At the old Bendix building, where it’s currently located, the MCE has been limited to 25,000 square feet to accommodate more than 20 companies, “but when all of the human service agencies move out of [the Gateway] building, we’ll have 50,000 more square feet available, which will allow us to move [the MCE] here and help us accommodate other entities,” he said. “Some may be new and suddenly available to assist our cause, like educational entities and accelerators, as well as co-working space for small entrepreneurs, a demonstration space and room for a new speaker series.

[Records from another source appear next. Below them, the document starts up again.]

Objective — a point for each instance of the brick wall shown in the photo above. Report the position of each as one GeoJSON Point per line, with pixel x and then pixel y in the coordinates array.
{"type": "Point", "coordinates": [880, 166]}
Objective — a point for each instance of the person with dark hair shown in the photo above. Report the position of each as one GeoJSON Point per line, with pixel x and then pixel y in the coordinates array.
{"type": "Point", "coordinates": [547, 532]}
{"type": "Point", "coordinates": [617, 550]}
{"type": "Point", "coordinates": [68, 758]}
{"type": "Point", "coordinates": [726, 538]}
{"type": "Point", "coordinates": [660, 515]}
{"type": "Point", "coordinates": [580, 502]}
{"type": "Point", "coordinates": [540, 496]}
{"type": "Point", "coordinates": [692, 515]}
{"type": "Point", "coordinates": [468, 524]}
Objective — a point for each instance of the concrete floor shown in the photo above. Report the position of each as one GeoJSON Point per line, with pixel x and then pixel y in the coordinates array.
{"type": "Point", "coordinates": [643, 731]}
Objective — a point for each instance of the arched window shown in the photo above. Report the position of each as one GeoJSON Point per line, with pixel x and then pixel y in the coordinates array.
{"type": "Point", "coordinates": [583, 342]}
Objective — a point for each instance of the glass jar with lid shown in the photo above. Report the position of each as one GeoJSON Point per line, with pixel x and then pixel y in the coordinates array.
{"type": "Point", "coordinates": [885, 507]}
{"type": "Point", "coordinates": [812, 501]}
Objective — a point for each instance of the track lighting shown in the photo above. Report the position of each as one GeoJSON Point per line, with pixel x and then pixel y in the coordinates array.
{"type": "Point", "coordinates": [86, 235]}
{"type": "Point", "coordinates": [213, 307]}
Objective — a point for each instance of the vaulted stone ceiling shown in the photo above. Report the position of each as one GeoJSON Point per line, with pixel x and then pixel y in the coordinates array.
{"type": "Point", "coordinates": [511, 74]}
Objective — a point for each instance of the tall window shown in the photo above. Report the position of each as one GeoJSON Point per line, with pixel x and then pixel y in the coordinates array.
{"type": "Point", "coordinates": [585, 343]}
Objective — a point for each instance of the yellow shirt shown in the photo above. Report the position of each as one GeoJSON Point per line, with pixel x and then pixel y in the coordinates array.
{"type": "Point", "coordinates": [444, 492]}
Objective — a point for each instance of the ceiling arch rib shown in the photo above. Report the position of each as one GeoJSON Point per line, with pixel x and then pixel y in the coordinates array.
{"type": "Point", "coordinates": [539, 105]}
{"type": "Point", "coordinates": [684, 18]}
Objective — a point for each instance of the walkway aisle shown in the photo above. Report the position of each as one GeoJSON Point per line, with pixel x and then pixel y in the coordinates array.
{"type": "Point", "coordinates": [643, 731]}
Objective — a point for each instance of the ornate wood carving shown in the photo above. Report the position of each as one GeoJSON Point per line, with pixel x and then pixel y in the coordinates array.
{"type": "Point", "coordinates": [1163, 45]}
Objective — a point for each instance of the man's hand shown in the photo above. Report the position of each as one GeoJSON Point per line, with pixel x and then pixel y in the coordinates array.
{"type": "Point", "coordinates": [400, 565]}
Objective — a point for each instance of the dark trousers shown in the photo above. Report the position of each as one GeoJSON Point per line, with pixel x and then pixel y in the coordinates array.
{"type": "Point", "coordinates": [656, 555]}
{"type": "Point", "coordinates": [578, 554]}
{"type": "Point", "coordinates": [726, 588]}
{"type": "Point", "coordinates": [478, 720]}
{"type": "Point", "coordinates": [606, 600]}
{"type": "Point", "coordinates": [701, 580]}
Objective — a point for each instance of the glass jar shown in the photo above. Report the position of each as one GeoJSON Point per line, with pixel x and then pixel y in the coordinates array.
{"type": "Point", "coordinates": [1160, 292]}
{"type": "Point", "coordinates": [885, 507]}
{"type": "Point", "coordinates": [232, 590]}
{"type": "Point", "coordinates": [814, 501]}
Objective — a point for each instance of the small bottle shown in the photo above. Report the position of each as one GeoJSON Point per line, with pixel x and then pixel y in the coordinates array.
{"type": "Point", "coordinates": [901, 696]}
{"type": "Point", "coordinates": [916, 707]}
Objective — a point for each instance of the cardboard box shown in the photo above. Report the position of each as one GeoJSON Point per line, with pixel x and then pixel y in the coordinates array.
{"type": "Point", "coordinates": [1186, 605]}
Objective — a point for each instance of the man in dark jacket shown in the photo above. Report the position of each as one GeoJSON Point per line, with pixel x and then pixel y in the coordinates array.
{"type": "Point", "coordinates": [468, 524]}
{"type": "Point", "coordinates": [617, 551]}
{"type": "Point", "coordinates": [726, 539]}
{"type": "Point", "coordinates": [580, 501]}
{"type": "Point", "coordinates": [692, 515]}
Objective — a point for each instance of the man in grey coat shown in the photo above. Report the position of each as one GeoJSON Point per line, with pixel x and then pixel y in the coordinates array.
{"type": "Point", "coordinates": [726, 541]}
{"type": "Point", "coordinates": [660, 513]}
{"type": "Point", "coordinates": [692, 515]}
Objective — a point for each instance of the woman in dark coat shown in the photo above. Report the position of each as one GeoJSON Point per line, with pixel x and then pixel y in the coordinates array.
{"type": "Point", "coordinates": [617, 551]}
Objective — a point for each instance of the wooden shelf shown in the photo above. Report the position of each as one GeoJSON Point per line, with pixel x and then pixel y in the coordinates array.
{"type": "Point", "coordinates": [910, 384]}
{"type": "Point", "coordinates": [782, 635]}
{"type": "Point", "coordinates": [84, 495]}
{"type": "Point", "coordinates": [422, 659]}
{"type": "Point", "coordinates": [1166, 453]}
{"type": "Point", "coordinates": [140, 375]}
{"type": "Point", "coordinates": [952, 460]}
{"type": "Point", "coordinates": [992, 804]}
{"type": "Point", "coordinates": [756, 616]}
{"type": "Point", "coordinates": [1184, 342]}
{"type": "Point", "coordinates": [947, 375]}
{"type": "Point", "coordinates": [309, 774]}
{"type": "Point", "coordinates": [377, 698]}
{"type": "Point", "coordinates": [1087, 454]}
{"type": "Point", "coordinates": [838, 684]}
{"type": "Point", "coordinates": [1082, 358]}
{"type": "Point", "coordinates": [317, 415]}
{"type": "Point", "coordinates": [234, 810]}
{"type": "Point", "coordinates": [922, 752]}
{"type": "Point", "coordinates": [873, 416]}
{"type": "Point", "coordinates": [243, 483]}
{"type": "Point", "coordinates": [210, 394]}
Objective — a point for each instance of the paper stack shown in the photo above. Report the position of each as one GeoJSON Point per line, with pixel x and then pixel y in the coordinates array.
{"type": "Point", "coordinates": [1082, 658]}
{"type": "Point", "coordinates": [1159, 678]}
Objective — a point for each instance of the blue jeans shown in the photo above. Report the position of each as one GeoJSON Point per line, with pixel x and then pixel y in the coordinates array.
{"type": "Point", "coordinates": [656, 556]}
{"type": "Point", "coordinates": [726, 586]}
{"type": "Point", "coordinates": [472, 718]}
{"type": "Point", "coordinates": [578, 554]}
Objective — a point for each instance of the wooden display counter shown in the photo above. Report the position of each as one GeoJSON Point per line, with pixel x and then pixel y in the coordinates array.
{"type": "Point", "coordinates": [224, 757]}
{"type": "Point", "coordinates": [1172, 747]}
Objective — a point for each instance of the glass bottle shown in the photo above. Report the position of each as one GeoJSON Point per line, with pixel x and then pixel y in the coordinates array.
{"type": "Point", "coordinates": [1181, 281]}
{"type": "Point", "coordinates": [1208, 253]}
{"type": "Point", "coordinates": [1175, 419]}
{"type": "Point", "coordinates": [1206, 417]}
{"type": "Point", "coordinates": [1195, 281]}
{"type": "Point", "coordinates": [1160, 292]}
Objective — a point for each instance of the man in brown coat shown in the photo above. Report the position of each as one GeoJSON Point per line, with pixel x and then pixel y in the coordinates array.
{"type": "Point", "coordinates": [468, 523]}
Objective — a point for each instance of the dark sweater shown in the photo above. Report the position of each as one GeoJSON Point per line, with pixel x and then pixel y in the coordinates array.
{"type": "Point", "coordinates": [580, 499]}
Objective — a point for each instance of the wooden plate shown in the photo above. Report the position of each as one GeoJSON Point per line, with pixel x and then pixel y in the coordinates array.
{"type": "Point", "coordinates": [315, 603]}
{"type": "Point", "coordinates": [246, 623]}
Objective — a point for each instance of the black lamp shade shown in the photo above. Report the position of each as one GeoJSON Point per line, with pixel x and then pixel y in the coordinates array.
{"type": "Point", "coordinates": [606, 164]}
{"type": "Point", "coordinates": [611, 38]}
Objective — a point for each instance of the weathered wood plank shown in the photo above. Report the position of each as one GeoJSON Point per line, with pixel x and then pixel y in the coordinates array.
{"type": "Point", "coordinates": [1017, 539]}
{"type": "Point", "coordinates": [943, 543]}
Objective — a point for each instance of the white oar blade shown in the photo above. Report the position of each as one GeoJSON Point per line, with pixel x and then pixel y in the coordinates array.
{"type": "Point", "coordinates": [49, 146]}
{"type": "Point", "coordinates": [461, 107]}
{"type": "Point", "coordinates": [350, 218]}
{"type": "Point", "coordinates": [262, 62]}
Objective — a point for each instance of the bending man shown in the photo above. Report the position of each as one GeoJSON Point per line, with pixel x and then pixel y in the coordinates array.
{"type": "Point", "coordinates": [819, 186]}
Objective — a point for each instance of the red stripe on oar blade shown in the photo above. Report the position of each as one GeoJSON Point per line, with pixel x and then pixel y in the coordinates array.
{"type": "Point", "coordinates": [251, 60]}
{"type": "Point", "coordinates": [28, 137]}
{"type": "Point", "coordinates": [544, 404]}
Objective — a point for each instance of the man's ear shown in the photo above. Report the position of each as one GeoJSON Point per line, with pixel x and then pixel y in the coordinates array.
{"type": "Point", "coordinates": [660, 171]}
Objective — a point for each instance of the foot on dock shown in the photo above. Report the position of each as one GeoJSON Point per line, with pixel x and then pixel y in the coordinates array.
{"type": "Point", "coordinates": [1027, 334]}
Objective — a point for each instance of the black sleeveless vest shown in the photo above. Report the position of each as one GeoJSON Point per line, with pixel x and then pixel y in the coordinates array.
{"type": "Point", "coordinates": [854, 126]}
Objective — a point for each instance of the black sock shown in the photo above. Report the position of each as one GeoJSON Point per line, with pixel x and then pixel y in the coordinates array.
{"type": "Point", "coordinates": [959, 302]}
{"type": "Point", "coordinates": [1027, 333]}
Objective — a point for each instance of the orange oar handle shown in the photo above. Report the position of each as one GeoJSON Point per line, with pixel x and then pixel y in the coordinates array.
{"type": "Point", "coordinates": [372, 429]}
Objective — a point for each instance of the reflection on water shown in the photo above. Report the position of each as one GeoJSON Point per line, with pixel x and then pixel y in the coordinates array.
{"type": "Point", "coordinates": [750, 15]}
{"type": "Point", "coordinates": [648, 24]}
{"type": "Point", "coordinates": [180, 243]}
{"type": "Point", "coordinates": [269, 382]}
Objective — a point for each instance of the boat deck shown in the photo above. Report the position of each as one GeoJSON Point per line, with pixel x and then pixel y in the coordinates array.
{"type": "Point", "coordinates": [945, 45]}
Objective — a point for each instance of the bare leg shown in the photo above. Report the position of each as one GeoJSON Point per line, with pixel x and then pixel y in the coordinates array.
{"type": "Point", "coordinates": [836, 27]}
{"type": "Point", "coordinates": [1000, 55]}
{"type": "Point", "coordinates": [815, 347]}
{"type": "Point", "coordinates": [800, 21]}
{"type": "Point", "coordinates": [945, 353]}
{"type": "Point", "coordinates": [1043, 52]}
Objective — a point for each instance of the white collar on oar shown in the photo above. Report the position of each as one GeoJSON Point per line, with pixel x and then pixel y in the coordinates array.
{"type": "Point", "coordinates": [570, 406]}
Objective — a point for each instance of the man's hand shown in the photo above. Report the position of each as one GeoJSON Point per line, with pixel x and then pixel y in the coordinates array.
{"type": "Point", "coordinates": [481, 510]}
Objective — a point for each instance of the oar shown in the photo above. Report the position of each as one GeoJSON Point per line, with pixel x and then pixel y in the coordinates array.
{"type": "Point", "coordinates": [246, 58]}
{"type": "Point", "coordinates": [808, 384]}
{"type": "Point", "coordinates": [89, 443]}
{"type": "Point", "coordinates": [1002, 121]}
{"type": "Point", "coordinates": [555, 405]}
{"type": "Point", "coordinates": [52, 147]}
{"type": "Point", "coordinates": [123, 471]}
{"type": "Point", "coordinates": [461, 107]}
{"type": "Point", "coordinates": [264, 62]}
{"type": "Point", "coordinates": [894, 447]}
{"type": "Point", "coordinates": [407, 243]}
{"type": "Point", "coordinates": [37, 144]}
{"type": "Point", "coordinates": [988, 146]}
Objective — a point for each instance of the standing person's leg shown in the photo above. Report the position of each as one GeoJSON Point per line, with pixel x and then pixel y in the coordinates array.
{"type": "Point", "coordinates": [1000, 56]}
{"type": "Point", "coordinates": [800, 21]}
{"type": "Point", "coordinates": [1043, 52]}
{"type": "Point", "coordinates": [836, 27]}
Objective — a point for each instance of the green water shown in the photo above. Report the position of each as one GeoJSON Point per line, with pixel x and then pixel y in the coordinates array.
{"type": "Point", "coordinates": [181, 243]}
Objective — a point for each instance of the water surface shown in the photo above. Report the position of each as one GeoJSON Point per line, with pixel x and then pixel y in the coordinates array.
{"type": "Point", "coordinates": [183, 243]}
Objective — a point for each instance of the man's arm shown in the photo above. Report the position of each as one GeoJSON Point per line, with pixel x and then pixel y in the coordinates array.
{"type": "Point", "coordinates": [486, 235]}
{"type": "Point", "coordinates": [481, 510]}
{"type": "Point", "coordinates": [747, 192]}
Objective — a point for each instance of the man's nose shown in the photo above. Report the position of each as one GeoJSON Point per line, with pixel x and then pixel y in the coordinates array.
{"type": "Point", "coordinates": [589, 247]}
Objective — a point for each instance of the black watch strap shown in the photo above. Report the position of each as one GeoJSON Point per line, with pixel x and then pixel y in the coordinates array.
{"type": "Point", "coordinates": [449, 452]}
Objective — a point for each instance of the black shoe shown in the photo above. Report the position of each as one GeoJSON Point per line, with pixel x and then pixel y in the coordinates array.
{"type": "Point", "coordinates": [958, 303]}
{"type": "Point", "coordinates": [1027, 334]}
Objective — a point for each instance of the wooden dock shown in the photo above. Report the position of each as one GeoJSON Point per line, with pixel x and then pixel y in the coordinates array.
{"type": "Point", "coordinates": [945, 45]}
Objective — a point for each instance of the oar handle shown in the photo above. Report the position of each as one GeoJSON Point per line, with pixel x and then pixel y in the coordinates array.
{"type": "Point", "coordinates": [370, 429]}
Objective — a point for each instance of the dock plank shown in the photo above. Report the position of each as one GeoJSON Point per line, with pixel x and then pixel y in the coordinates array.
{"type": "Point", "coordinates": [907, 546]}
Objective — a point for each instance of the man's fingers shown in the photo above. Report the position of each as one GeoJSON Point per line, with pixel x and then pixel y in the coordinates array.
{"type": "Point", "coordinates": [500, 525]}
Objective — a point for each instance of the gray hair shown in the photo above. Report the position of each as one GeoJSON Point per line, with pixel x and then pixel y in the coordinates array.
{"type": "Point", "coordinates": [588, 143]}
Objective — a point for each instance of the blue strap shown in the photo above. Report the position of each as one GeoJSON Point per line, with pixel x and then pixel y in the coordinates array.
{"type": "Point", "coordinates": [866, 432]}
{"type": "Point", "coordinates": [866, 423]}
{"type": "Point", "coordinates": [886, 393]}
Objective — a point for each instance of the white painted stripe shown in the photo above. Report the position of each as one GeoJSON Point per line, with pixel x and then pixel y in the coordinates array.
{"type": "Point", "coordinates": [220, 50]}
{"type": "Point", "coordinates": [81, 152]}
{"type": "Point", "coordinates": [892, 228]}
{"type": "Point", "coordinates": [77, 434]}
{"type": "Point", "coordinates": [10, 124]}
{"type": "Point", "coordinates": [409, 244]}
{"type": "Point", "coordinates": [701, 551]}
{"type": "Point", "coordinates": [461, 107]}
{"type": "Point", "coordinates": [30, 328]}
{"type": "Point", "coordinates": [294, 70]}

“What it does,” said Twele, “is give us the ability to attract the right stakeholders.”
So far, there is a small amount of vacant space available where the county’s police department and its housing commission moved out that hasn’t been renovated. “However, we were able to offer some of the startups who left the Chesapeake Innovation Center (in Anne Arundel County) last summer some space, so they have a roof over their heads until we start moving forward,” he said, noting that there is also one MCE graduate company there, VitusVet. “They’re an early settler.”
The MCE move-in date is slated for early 2019, and Twele is looking forward to the new possibilities that lay before the HCEDA, having already seen what can be accomplished when multiple services are offered under one roof.
“We’re the only EDA in the state that runs its own incubator and tech council, and Howard Community College is here, too,” he said. “That give us a tremendous advantage by [spurring] attraction and retention. And we’re already talking to various innovators.
“We want the new venture to not only be a big deal for Howard County,” Twele said, “but a big deal for the region.”